MISApp: Multi-Hop Intent-Aware Session Graph Learning for Next App Prediction
Predicting the next mobile app a user will launch is essential for proactive mobile services. Yet accurate prediction remains challenging in real-world settings, where user intent can shift rapidly within short sessions and user-specific historical profiles are often sparse or unavailable, especially under cold-start conditions. Existing approaches mainly model app usage as sequential behavior or local session transitions, limiting their ability to capture higher-order structural dependencies and evolving session intent. To address this issue, we propose MISApp, a profile-free framework for next app prediction based on multi-hop session graph learning. MISApp constructs multi-hop session graphs to capture transition dependencies at different structural ranges, learns session representations through lightweight graph propagation, incorporates temporal and spatial context to characterize session conditions, and captures intent evolution from recent interactions. Experiments on two real-world app usage datasets show that MISApp consistently outperforms competitive baselines under both standard and cold-start settings, while maintaining a favorable balance between predictive accuracy and practical efficiency. Further analyses show that the learned hop-level attention weights align well with structural relevance, offering interpretable evidence for the effectiveness of the proposed multi-hop modeling strategy.
💡 Research Summary
The paper introduces MISApp, a profile‑free framework for next‑app prediction that leverages multi‑hop session graphs to capture both immediate and higher‑order transition dependencies within a user’s current session. After segmenting raw app‑usage logs into sessions based on a 5‑minute inactivity threshold, the method constructs three directed graphs per session: 1‑hop (direct consecutive transitions), 2‑hop (two‑step indirect transitions), and 3‑hop (three‑step indirect transitions). Each graph is processed independently with a LightGCN‑style propagation that aggregates neighbor embeddings without feature transformation, preserving structural information while remaining computationally lightweight. After L propagation layers, node representations are averaged, and an attention mechanism extracts a graph‑level embedding for each hop.
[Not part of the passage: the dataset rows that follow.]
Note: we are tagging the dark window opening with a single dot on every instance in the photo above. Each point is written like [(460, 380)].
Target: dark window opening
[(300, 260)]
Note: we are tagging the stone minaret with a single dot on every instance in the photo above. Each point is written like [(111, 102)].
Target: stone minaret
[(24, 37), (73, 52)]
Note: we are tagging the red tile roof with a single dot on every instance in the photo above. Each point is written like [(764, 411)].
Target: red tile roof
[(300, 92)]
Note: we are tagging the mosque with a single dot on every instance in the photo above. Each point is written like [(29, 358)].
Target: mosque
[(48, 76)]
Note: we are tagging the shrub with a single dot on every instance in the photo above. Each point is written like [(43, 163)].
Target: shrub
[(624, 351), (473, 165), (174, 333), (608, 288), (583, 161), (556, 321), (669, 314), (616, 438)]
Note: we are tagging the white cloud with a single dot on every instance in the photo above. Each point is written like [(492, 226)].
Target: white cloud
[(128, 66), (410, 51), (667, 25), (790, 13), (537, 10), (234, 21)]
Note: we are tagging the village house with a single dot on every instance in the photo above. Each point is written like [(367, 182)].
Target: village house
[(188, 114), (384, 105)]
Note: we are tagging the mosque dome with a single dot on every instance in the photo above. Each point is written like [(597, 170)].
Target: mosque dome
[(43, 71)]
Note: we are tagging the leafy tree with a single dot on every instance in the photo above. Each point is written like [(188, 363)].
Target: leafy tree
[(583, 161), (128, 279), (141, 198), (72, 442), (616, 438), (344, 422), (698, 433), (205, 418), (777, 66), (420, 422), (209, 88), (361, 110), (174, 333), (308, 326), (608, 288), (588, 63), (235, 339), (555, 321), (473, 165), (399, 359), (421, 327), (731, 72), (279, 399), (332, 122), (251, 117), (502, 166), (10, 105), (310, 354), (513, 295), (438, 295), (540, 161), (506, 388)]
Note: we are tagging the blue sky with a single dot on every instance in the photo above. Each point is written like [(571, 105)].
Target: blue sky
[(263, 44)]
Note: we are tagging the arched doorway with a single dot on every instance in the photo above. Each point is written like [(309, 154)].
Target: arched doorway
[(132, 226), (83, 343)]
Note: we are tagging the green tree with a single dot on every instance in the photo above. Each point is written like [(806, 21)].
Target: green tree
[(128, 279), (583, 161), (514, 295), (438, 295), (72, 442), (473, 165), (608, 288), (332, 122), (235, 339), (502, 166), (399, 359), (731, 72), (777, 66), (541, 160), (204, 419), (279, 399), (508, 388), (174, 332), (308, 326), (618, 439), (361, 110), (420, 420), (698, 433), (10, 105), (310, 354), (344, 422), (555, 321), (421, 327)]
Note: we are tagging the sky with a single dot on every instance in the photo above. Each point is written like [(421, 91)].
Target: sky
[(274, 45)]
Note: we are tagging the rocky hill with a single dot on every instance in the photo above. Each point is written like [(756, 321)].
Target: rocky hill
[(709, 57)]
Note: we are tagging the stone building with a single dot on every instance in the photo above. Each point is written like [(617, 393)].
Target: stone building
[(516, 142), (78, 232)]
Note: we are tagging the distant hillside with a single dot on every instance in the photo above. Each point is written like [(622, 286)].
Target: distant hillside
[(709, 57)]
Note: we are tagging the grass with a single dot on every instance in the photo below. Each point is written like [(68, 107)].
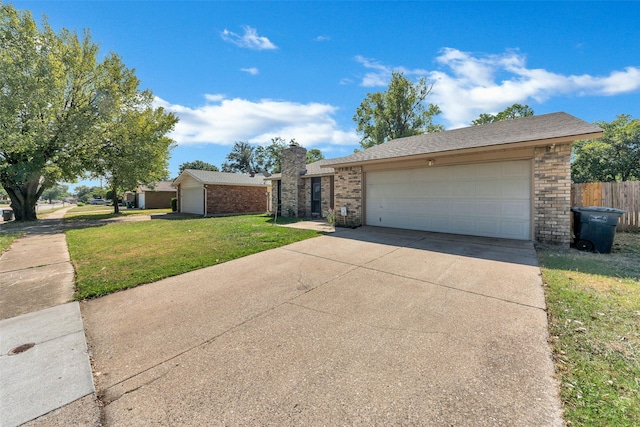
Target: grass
[(593, 305), (6, 239), (97, 212), (121, 256)]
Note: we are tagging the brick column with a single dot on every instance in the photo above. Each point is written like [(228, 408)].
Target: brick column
[(348, 192), (552, 194), (292, 164)]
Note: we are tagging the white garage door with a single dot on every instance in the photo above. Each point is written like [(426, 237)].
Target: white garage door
[(487, 199), (192, 200)]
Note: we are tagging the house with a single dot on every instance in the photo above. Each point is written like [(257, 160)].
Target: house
[(157, 196), (302, 190), (210, 193), (509, 179)]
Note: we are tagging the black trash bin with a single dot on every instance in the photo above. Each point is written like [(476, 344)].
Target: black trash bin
[(594, 228), (7, 214)]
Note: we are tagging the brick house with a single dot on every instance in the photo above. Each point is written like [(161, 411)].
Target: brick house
[(509, 179), (157, 196), (302, 190), (209, 193)]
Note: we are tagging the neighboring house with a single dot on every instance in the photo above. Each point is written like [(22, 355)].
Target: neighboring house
[(158, 197), (209, 193), (509, 179)]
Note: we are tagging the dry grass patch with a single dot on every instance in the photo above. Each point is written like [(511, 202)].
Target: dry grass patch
[(594, 323)]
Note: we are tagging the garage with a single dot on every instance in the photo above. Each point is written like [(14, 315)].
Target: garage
[(484, 199), (192, 200)]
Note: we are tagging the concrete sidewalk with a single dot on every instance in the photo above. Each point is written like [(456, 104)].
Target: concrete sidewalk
[(45, 374), (363, 327)]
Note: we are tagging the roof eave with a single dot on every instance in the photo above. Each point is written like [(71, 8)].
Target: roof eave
[(511, 145)]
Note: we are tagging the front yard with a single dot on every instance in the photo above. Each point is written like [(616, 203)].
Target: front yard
[(593, 300), (593, 305), (120, 256)]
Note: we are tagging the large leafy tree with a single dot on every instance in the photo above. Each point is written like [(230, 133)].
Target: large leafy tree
[(513, 112), (198, 165), (241, 159), (130, 139), (57, 192), (397, 112), (613, 157), (314, 155), (136, 150), (268, 156), (49, 103)]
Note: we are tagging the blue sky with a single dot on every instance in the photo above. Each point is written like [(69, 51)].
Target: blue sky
[(250, 71)]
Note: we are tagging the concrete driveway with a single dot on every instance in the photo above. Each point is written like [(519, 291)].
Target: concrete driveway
[(361, 327)]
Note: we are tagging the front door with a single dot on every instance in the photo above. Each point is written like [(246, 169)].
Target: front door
[(316, 195)]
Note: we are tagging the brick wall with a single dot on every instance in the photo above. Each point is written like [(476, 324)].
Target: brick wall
[(327, 201), (158, 199), (229, 199), (552, 194), (293, 165), (274, 195), (348, 184)]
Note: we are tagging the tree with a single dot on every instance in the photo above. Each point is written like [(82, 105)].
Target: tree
[(241, 159), (397, 112), (314, 155), (83, 192), (132, 147), (268, 157), (57, 192), (49, 103), (613, 157), (513, 112), (198, 165)]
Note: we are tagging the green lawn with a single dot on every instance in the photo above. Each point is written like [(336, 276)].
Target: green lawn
[(121, 256), (96, 212), (594, 324), (6, 239)]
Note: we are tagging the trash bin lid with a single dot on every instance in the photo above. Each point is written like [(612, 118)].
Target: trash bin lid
[(601, 209)]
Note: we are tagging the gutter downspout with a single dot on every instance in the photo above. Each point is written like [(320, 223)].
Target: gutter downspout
[(205, 199)]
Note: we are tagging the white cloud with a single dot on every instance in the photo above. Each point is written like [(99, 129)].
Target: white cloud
[(224, 121), (250, 39), (466, 84), (253, 71), (382, 73)]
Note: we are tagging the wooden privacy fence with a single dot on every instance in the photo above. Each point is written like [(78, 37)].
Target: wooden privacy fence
[(620, 195)]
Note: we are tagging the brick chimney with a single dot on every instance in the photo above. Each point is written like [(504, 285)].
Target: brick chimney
[(293, 165)]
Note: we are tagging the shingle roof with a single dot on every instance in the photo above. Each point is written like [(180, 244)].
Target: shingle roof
[(313, 169), (526, 129), (159, 186), (223, 178)]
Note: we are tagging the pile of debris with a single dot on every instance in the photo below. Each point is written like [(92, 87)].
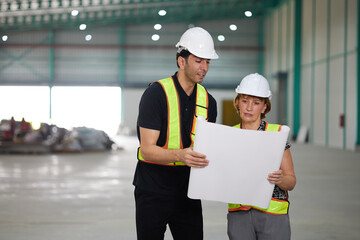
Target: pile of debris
[(20, 137)]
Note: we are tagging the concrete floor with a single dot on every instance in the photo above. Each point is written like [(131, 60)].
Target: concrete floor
[(89, 196)]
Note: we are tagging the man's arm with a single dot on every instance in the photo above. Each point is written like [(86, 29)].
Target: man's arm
[(151, 152)]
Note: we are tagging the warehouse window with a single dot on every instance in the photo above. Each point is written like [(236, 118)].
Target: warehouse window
[(30, 103), (94, 107)]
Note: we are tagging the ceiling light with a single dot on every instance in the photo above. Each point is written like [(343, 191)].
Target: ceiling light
[(155, 37), (82, 27), (157, 26), (74, 13), (162, 12), (221, 38), (233, 27), (88, 37), (248, 13)]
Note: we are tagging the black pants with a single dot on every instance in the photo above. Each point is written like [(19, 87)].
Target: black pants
[(154, 212)]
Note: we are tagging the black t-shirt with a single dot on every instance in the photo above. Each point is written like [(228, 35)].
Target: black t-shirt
[(170, 180)]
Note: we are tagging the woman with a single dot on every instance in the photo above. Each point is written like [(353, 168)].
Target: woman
[(252, 103)]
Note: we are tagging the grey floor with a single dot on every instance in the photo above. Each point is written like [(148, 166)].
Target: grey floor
[(89, 196)]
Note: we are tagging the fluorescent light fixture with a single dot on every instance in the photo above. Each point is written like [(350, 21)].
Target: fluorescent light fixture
[(233, 27), (155, 37), (221, 38), (157, 26), (74, 13), (162, 12), (82, 27), (248, 13)]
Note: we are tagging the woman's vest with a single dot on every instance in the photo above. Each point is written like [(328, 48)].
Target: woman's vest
[(173, 139), (276, 206)]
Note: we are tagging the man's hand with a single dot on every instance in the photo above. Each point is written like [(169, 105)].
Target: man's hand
[(193, 159)]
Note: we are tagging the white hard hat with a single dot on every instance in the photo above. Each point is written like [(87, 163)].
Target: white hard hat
[(198, 42), (254, 85)]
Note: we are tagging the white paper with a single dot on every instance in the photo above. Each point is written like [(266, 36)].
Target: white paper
[(239, 164)]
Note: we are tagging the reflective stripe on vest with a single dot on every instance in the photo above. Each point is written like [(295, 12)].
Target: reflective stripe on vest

A short‑term “immediate intent” vector is formed by concatenating embeddings of the last K apps (e.g., K = 5) and applying a linear projection. Hop‑level intent attention then computes softmax‑normalized similarity scores between this intent vector and each hop’s graph embedding, yielding weights that dynamically balance the contribution of each structural range. The weighted sum of hop embeddings forms the comprehensive session representation.
Temporal context (hour‑of‑day) and spatial context (base‑station‑derived POI features) are embedded separately and fused with the app embeddings via a Cross‑Modal Gated Fusion (CMGF) module, which learns sigmoid gates to modulate each modality’s influence. The fused representation, together with the immediate intent vector, is fed into a Transformer encoder‑decoder that models sequential intent evolution and finally predicts the probability distribution over the next app.
Experiments on two real‑world datasets (one from Tsinghua University, China, and another from Singapore) demonstrate that MISApp consistently outperforms strong baselines—including GRU‑based RNNs, Transformer‑based sequence models, and graph‑based methods such as SA‑GCN and DUGN—both in standard settings and under cold‑start conditions where each user has ≤5 historical interactions. Gains range from 4–7 percentage points in Top‑K accuracy in the full‑data regime to 10–12 points in cold‑start scenarios. Inference latency remains low (≈1–2 ms per prediction), supporting real‑time deployment.
Ablation studies confirm the importance of multi‑hop graphs, hop‑level attention, and contextual embeddings. Visualization of hop attention weights shows that 1‑hop dominates when immediate transitions are strong, while higher hops receive higher weight when longer‑range routines or cross‑category patterns emerge, providing interpretability.
Limitations include potential sparsity of higher‑hop edges in very short sessions and reliance on POI data that may not generalize across regions. Future work could explore dynamic graph updates, richer multimodal contexts, and hybrid models that combine session‑level graph signals with long‑term user profiles. Overall, MISApp offers a compelling solution for accurate, interpretable, and efficient next‑app prediction, especially in environments where user history is limited.